Approach 2: Feel–felt–found

Dennett’s approach overlaps with the “feel–felt–found” technique that is taught in many customer-support call centers:

  1. Demonstrate that you understand how the other person feels.
  2. Then, describe how you (or someone else) once felt the same as the other person does.
  3. Finally, describe how your mind (or someone else’s) was changed, and what you instead found to be true.

How to apply the above approaches to conversion

The approaches above may sound subtle, but they are powerful.

In both of them, you don’t just present your counterobjection straight. (You don’t just say, “You’re wrong. Here’s the right answer.”)

Instead, you first demonstrate that you understand the other person’s objection, you demonstrate that it’s valid, and then you explain why your counterobjection is a level of thinking deeper, not shallower, than the other person’s. (You effectively say, “I understand what you think, and why, but if you think further…”) This approach allows the other person to save face and not have to backtrack their thinking (which no one likes to do). At no point are they proven wrong; they just arrive at your verdict through extended thinking.

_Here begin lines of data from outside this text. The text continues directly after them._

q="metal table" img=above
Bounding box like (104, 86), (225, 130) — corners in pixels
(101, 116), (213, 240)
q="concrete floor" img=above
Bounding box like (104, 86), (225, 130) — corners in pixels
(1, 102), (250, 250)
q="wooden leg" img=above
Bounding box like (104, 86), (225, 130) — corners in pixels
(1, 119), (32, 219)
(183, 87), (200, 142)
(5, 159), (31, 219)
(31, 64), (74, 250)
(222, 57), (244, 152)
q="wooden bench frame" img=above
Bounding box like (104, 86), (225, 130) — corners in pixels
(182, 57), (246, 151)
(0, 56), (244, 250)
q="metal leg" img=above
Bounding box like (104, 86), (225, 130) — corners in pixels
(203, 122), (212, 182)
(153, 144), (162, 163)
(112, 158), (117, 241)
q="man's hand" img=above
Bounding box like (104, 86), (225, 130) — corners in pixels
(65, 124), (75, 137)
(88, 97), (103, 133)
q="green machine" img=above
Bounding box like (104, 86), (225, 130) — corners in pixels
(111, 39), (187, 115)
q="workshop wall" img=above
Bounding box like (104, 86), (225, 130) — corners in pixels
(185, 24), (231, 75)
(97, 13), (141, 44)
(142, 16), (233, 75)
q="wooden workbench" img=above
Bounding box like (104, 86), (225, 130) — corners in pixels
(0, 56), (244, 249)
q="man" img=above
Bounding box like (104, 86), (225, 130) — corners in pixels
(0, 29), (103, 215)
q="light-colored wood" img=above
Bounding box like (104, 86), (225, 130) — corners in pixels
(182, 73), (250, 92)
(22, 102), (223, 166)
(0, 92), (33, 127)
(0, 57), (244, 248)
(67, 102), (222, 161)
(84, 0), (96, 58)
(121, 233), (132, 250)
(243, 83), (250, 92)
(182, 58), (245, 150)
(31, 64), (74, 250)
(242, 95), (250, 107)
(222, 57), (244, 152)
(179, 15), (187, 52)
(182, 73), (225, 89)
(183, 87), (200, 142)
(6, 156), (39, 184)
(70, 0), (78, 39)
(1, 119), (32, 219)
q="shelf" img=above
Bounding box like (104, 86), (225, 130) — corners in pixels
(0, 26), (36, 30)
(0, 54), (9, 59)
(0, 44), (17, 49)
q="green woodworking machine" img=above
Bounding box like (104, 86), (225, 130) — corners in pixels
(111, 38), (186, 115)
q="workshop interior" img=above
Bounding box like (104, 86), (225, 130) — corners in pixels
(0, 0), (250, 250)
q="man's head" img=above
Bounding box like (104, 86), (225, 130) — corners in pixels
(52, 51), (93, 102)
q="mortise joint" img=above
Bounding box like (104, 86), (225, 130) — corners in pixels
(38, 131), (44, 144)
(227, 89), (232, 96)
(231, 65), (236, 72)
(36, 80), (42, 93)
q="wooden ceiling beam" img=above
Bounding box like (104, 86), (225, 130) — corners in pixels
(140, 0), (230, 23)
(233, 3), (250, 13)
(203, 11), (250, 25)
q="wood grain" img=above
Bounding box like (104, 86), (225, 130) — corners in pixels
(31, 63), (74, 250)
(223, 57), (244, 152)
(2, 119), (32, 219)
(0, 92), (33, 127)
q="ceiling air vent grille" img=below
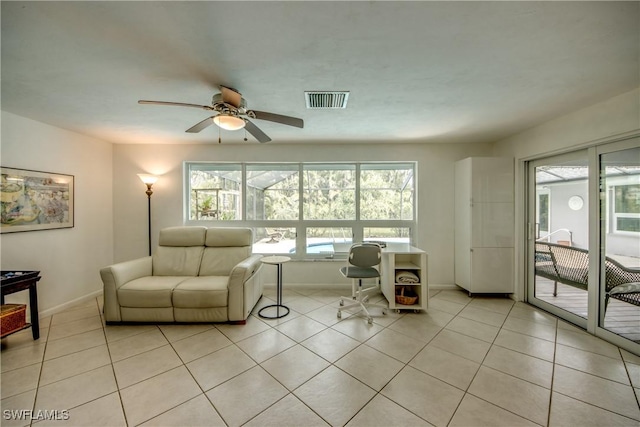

(Note that you’d get nowhere trying to strawman your visitors’ views. Your visitors would simply think, “You don’t understand me.” Strawmanning only works by misrepresenting a third party’s position. You could, of course, do that with your competitor’s arguments. But that’s not defensible, and the best persuasion is defensible.)

So, if your visitors have objections, don’t just contradict them. And certainly don’t ignore them. Address the elephant in the room. Explain why their current thinking is valid. Empathize with why they were reasonable in arriving at those conclusions. And then show them the additional thinking that leads from their conclusions to yours.